Derivative / CFD Tading

Derivatives & CFDs

By opening a Contego Derivative or CFD account, you can make use of excellent live online trading systems, which could be downloaded straight off the internet (no software needed). Contact us for a demo.

Futures

Futures provide investors with enhanced exposure to price movements of an underlying stock or index. Participants can invest in the underlying asset without trading the individual asset itself. By putting down a required margin, a futures contract gives the investor the right to buy/sell an underlying listed financial instrument at a fixed price on a future date. At Contego we assist and manage our client’s investments in both Index and Single Stock Futures (SSF).

An SSF contract is done through a futures exchange and is a legally binding commitment made to buy or sell a single stock in the future. Each SSF contract trades in lots of a 100 shares and is standardised with regard to size, expiration and tick movement.

SSF are leveraged instruments. This means that you are fully exposed to price movements of the underlying instrument without having to pay the full price of that instrument. SSF therefore offer the potential to make a higher return from a smaller initial cash outlay (margin) than investing directly in the underlying instrument.

Leverage involves more risks than a direct investment in the underlying instrument. It is important to understand that this effect may work against you as well as for you – the use of leverage can lead to large losses as well as large gains.

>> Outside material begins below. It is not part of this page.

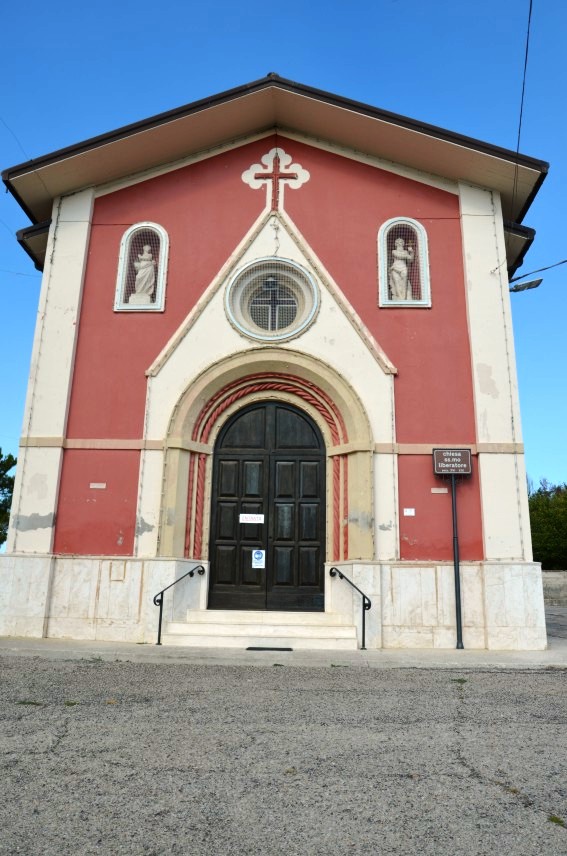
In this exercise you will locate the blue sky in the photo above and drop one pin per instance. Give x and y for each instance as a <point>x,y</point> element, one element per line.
<point>71,71</point>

SSF allow investors or traders to take advantage of an expected fall in the price of an underlying instrument. This means that they can sell or short the share and make a profit if the price goes down. SSF are thus an excellent trading and hedging tool.

Each SSF contract, upon expiry, is physically settled, which means that the buyer (long position) of a futures contract takes delivery of the actual scrip from the seller (short position).

CFDs

A CFD is an unlisted instrument in the form of an agreement between a buyer and a seller to exchange the difference in value of a particular instrument for the period as from when the contract is opened and until it is closed. The difference is determined by reference to an underlying instrument for the period that the CFD is held.

CFDs trade like equities, with no minimums (unlike the SSFs, 1 contract = 100 shares) and at exactly the same spot price as the underlying share itself. Just like SSF, it could also be used for both long and short positions, making it an excellent trading and hedging tool.

Just like SSFs, CFDs are also leveraged instruments, which again makes it important to understand that this effect may work against you as well as for you – the use of leverage can lead to large losses as well as large gains.